Highland Games festivals are popular in North America, where many people of Scottish descent live. But they’re even more popular in their home country of Scotland. There’s a boisterous simplicity to them that shows how even the most dour of Scots can forget their troubles for an afternoon and throw a really good party.

The St Andrews Highland Games always come on the last Sunday in July (July 25 this year) and they always take place in a field in North Haugh, on the northwest edge of town. People come from all over Fife to see them, even though they are only one of a whole series of Highland Games in the area and Fife is technically the Lowlands not the Highlands. The hours generally run from 11am to 5pm, though some competitions start earlier than 11 and people may linger later than 5.

At their heart, the Highland Games focus on a series of contests of skill, strength, speed and endurance. The layout is centered on a grassy field where the contests occur. These include foot races, bicycle races and more exotic sports like caber tossing. For those who don’t know what a caber is, it’s a very long log that you have to pick up by one end, balance vertically and toss as far as you can. It’s a bit like javelin-throwing for the Flintstones.

There are two other major competitions-bagpipes and Highland dancing. The bagpipes judges are set up in the southwestern corner of the field in the shade of the trees. Young pipers enter the ring and stand before the judges. They first run through scales and then perform a piece that they have practiced. Pipes take a bit of warming up, so you can always hear someone tuning or practicing under the trees before his exam.

The Highland dancing occurs on an elevated wooden stage. Young girls in various age classes dance the same choreographed Highland flings as a group. In conservative Scotland, pipers are usually boys and dancers are usually girls, but this is slowly changing.

Both the dancers and the pipers wear colorful Highland tartan outfits based on their clan affiliation. It is a major social faux pas to wear a clan tartan that is not your own, since tartan is socially recognized formal wear in Scotland, particularly for men. Scottish men wear kilts to functions (like weddings and funerals) that would require black tie. Both Highland and Lowland clans now have tartan (though it originally began as a Highland custom).
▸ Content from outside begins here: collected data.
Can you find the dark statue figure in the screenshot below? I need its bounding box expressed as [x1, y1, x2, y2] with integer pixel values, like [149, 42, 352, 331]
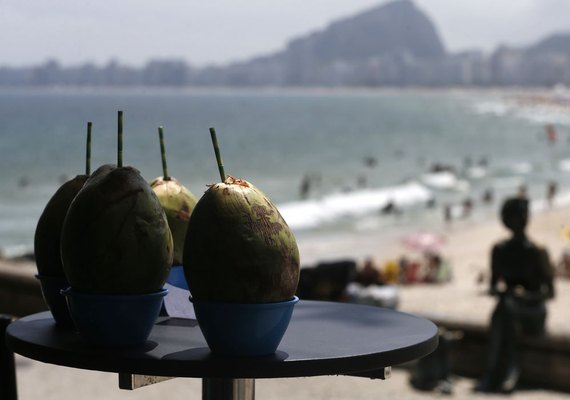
[475, 197, 555, 393]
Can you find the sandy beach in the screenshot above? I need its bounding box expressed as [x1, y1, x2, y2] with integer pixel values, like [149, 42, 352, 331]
[298, 200, 570, 336]
[13, 355, 569, 400]
[8, 200, 570, 399]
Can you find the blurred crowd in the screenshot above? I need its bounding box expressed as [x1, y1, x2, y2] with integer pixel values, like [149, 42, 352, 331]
[355, 253, 452, 287]
[297, 251, 452, 310]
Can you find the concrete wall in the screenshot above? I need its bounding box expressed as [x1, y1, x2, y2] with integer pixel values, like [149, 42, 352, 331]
[0, 270, 47, 317]
[429, 316, 570, 392]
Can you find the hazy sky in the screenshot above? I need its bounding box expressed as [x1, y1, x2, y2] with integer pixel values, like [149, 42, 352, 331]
[2, 0, 569, 67]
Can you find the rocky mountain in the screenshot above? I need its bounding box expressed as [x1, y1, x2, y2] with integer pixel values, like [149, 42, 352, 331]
[207, 0, 447, 85]
[283, 0, 445, 63]
[525, 33, 570, 56]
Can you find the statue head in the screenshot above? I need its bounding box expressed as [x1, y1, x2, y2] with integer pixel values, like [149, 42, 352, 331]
[500, 197, 529, 234]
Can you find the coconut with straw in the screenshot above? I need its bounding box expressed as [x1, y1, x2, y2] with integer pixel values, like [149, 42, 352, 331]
[183, 127, 300, 303]
[35, 122, 93, 277]
[150, 126, 197, 266]
[61, 111, 173, 294]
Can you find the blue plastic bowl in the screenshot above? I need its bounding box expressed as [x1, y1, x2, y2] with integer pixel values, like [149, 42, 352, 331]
[191, 296, 299, 357]
[166, 265, 189, 290]
[35, 274, 74, 329]
[62, 288, 167, 347]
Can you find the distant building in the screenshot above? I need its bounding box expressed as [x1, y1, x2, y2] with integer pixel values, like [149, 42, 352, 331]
[2, 1, 570, 88]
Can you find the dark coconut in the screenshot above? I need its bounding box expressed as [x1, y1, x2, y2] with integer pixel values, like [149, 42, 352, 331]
[183, 176, 300, 303]
[61, 164, 173, 294]
[34, 175, 88, 277]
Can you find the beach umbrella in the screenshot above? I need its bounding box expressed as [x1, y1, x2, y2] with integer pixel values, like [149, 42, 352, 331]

The Scots take their tartan and clan affiliations extremely seriously, more so than outsiders might realize. Some Campbells and MacDonalds, for example, still do not speak to each other three and a half centuries after the massacre at Glencoe. Further, if you go to the Rob Roy Visitor’s Center in Callander, you may notice that in the well-stocked gift shop, including many items in a variety of tartans, anything related to the Campbells will be conspicuously absent.

Around the competition field and inside the piping and dancing competitions runs a horseshoe of booths. These include a variety of Scottish-themed food and drink, crafts, clothing and local music for sale. There is, of course, the obligatory beer tent, this being a summer fair and in Britain. But this being Scotland, you’ll also find a booth selling single-malt and blended whiskey and whisky liqueurs, with enough free samples to get a non-alcoholic pleasantly buzzed. You can also find whisky fudge, hard candies, smoked fish on an open fire, ice cream and the usual chips and whatever.

Prices are decent and you can get in for free after 3pm. Even though people come from all over the world, the Games are set up with locals in mind. Since the Scottish economy is in lousy shape, a lot of people can’t and won’t pay much for a day’s outing.

So, if you ever get a chance to be in St Andrews on the last Sunday of July, head on over to the Highland Games and check it out.